Впереди саблезубый горный хребет опоясывал горсть огней в долинке. Все поселение — каких-то несколько десятков домов, несколько сотен человек.
— Вот и весь городишко, — сказал Юзеф. — Завтра прокатимся.
Они свернули на подъездную дорогу, вскарабкались на гору, дважды ее обогнув, и наконец прибыли к громадному строению. Оно совсем не походило на дом.
— Сюда? — спросил Алан.
— Ага, — сказал Юзеф. — Дом, который засандалили сандалии.
Он больше напоминал гостиницу или муниципальное здание. Три этажа самана и стекла. Машина встала на просторной стоянке, двадцать автомобилей влезет. На участке, чуть дальше по склону, была даже небольшая мечеть.

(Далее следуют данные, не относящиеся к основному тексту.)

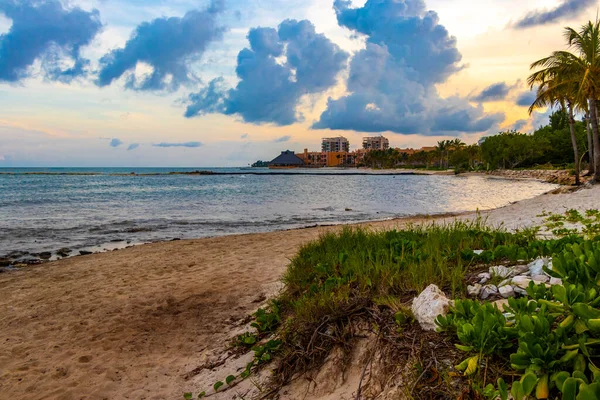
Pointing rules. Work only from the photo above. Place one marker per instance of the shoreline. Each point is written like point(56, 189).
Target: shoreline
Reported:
point(18, 259)
point(136, 323)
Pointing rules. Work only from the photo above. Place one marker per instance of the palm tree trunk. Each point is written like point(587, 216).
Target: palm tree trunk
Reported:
point(591, 168)
point(574, 141)
point(595, 139)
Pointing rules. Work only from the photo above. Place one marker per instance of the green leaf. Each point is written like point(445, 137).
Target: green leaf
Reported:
point(589, 392)
point(560, 378)
point(569, 389)
point(502, 389)
point(472, 365)
point(529, 381)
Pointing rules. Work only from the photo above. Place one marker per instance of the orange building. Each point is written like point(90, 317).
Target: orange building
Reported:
point(332, 158)
point(411, 151)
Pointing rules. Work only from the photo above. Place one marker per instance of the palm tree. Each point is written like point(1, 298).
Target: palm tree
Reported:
point(586, 66)
point(580, 69)
point(556, 86)
point(591, 169)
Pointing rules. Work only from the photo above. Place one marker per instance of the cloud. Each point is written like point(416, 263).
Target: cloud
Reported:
point(526, 99)
point(116, 142)
point(520, 124)
point(48, 32)
point(392, 82)
point(186, 144)
point(167, 45)
point(282, 139)
point(280, 67)
point(567, 9)
point(496, 92)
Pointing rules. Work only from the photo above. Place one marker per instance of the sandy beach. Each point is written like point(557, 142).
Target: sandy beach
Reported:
point(135, 323)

— Надо же, я и не думал… — сказал Салем. Он здесь тоже не бывал.
Пока они с Аланом любовались, из дверей к ним кинулся человечек. Невысокий, ниже Юзефа и тучнее. Круглое лицо, беззубая улыбка до ушей. Схватил Юзефа за руку, потряс. Его представили Салему — снова последовало рукопожатие. Но когда руку протянул Алан, человечку как будто пришлось заново учиться этому жесту. Он сжал ладонь Алана, покачал и медленно убрал руку, точно из пасти зверя, которого не хотелось бы дразнить.

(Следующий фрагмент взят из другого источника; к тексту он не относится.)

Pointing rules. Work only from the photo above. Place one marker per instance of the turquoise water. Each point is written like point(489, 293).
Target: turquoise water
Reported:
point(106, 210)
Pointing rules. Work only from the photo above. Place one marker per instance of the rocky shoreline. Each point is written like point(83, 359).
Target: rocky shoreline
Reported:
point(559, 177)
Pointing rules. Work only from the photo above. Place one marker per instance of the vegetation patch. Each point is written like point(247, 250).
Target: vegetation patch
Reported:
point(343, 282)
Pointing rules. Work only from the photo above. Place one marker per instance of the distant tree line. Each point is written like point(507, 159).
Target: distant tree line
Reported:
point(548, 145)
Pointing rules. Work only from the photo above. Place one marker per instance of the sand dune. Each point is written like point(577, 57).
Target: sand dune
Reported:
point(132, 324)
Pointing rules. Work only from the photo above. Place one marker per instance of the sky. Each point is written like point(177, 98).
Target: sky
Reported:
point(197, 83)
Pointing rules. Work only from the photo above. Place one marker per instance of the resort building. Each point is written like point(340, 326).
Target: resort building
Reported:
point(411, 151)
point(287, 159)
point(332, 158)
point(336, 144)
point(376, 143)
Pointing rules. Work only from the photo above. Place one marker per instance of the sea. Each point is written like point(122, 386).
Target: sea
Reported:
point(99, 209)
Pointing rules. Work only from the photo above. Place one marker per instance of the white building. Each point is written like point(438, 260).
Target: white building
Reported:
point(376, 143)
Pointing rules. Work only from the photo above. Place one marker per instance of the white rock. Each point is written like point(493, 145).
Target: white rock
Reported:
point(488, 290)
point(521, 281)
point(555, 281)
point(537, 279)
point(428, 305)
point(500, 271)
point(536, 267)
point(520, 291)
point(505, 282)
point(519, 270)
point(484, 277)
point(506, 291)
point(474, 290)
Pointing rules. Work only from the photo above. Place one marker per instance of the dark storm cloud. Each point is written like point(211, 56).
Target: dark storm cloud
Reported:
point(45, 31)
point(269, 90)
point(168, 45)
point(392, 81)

— Это Хамза. Смотритель, — пояснил Юзеф. — Двадцать лет на отца работает. Но я не сказал отцу, что вы тоже поедете.
— Почему? — спросил Алан.
— Без обид, но этот дом — отцовская гордость. Он бы не захотел, чтоб его оскверняли, — ну, вы. Шучу, шучу.
Но не шутил.
Хамза подвел их к двери, открыл.
Юзеф шагнул первым и развернулся на пороге:
— Готовы? Прошу. — Переменился мигом — презрительный подросток обернулся гордым сыном.
Внутри как будто анфилада пустых и застеленных коврами бальных зал, каждая человек на сто. По нескольку гигантских люстр освещали огромные пустоты, лишенные мебели, если не считать скамей вдоль стен. Словно дом строили только для увеселений.

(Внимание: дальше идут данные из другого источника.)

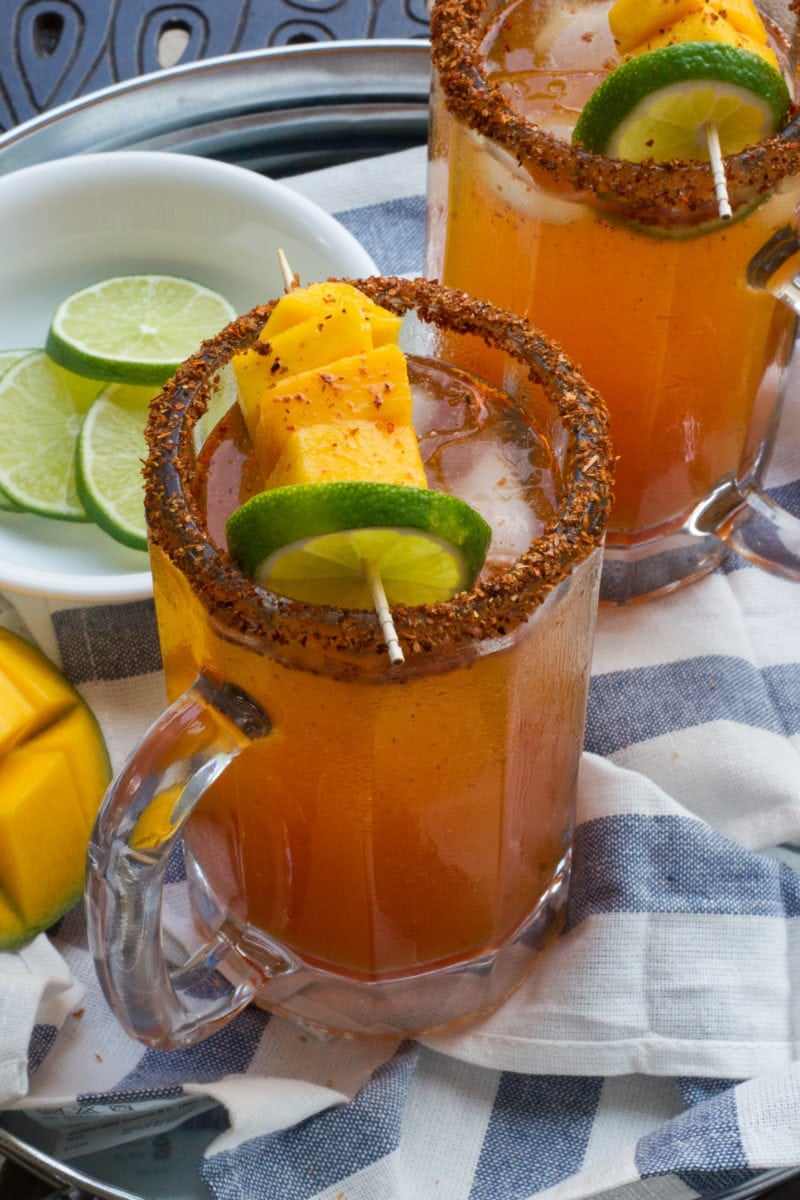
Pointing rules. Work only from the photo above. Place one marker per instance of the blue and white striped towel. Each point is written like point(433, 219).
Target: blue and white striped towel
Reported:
point(656, 1057)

— Сюда вся деревня войдет. Отец так и рассчитывал. Все деревенские свадьбы проводят здесь. Надо бы вас на свадьбу свозить, — сказал Юзеф Алану. — Вам понравится. Костюм специальный наденете, с кинжалом, все как положено.
Алан пытался примирить в уме строителя этого дома с грубым, озлобленным человеком из обувной лавки. В голове не укладывалось, что этот человек построил такое. Дом — само воплощение дальновидности и щедрости, а отец Юзефа, кажется, лишен и того и другого. Они поднялись на третий этаж. Залитые бетоном ступени неровны, будто каменщик на такой высоте уже не очень старался.